Foundation Cautions that Proposed Cuts to Health Care for Low-Income Residents Will Jeopardize the Most Vulnerable Californians Living with HIV/AIDS
January 12, 2009 -- The San Francisco AIDS Foundation supports Gov. Arnold Schwarzenegger’s decision to fully fund the AIDS Drug Assistance Program (ADAP) in his proposed 2009-10 budget, but is deeply concerned that cuts to Medi-Cal will seriously hinder efforts to fight HIV disease in California.

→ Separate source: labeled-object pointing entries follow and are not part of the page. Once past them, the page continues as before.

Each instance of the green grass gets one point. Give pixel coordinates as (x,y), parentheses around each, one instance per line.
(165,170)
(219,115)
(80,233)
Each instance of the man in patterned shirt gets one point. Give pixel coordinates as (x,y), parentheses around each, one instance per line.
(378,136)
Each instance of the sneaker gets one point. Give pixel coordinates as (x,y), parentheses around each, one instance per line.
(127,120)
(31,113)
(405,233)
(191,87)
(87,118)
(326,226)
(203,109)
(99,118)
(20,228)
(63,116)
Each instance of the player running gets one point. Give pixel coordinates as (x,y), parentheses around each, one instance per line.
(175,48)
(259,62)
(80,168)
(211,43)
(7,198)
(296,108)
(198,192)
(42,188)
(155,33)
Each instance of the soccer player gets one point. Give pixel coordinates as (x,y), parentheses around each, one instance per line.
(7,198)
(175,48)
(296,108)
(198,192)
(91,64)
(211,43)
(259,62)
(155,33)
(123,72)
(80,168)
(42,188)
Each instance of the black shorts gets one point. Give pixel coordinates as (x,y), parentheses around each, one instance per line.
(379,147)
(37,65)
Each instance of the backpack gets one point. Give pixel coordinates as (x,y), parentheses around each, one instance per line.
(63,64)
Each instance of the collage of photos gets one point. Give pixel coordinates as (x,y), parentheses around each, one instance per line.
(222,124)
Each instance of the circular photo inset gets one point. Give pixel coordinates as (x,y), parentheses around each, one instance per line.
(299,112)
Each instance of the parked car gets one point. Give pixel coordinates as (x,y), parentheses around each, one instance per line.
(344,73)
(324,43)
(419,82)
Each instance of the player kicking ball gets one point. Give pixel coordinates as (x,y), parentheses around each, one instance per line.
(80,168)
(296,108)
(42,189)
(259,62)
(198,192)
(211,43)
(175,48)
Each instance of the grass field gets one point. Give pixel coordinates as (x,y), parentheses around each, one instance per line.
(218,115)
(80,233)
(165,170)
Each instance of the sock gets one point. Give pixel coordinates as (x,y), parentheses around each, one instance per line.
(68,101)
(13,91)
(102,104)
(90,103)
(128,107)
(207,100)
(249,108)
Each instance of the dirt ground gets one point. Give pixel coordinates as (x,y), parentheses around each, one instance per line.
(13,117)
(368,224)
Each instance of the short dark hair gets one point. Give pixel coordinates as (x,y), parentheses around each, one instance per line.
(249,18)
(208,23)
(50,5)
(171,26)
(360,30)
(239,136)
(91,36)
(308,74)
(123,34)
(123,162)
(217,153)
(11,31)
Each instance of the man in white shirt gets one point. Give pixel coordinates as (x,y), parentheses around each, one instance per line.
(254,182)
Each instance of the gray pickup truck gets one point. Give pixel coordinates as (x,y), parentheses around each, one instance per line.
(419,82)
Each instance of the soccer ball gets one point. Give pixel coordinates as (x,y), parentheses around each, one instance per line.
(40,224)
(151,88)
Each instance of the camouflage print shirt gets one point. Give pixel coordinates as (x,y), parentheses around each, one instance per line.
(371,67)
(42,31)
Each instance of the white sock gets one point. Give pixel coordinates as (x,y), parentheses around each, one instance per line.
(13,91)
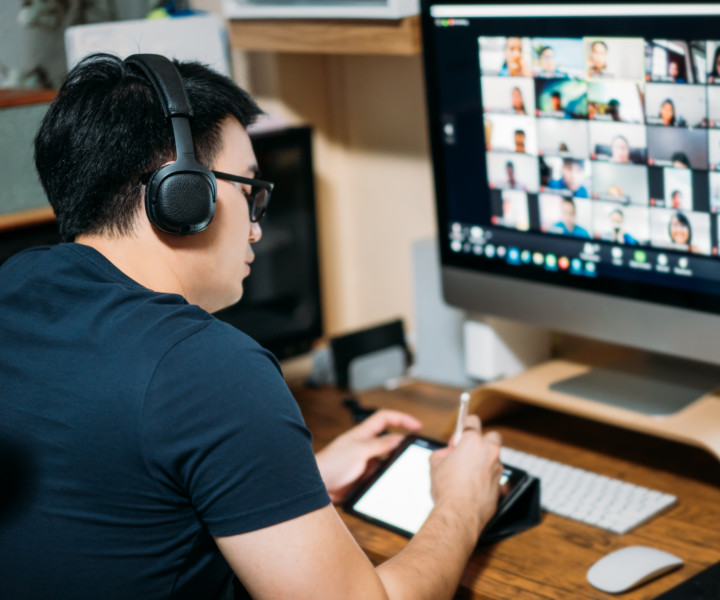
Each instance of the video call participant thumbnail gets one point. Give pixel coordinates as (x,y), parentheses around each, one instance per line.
(566,138)
(676,105)
(680,230)
(510,133)
(503,95)
(624,183)
(569,176)
(557,58)
(669,61)
(563,215)
(512,171)
(618,142)
(510,209)
(615,101)
(619,58)
(679,147)
(561,98)
(629,225)
(505,56)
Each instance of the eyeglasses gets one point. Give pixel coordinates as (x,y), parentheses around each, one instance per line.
(259,196)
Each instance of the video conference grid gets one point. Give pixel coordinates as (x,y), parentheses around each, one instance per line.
(607,138)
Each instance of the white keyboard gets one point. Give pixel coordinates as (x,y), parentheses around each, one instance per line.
(589,497)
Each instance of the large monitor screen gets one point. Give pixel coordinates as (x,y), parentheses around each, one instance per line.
(578,145)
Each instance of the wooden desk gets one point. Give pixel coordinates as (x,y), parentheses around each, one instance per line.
(551,560)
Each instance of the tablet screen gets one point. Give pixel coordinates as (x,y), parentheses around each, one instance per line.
(400,497)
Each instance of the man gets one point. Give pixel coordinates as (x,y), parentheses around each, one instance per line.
(598,60)
(515,64)
(620,149)
(157,450)
(572,178)
(548,64)
(617,233)
(567,223)
(511,182)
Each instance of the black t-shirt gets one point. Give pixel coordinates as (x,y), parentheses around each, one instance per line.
(134,427)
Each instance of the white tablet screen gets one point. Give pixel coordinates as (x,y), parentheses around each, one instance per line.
(401,496)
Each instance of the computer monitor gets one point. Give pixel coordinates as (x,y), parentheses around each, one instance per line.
(576,154)
(281,307)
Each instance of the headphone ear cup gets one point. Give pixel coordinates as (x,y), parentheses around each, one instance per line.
(181,202)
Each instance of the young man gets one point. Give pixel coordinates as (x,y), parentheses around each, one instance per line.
(153,450)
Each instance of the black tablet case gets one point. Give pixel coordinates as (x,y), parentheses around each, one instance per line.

The governor’s proposed budget aims to close a projected $41.6 billion budget gap through the end of the next fiscal year in June 2010 by raising $14.3 billion in new revenue, cutting spending by $17.4 billion over the next 18 months, and relying on borrowed funds.
Acknowledging the deep budget deficit faced by the state, the San Francisco AIDS Foundation appreciates that the governor recognizes the value of the ADAP program, which provides access to lifesaving treatment for low-income people with HIV.
However, the San Francisco AIDS Foundation is troubled by the proposed cuts to Medi-Cal, which provides care to nearly half of the estimated 160,000 Californians living with HIV/AIDS.
“These Medi-Cal reductions will likely lead to poorer health outcomes for the most vulnerable people living with HIV,” said Mark Cloutier, CEO of the San Francisco AIDS Foundation.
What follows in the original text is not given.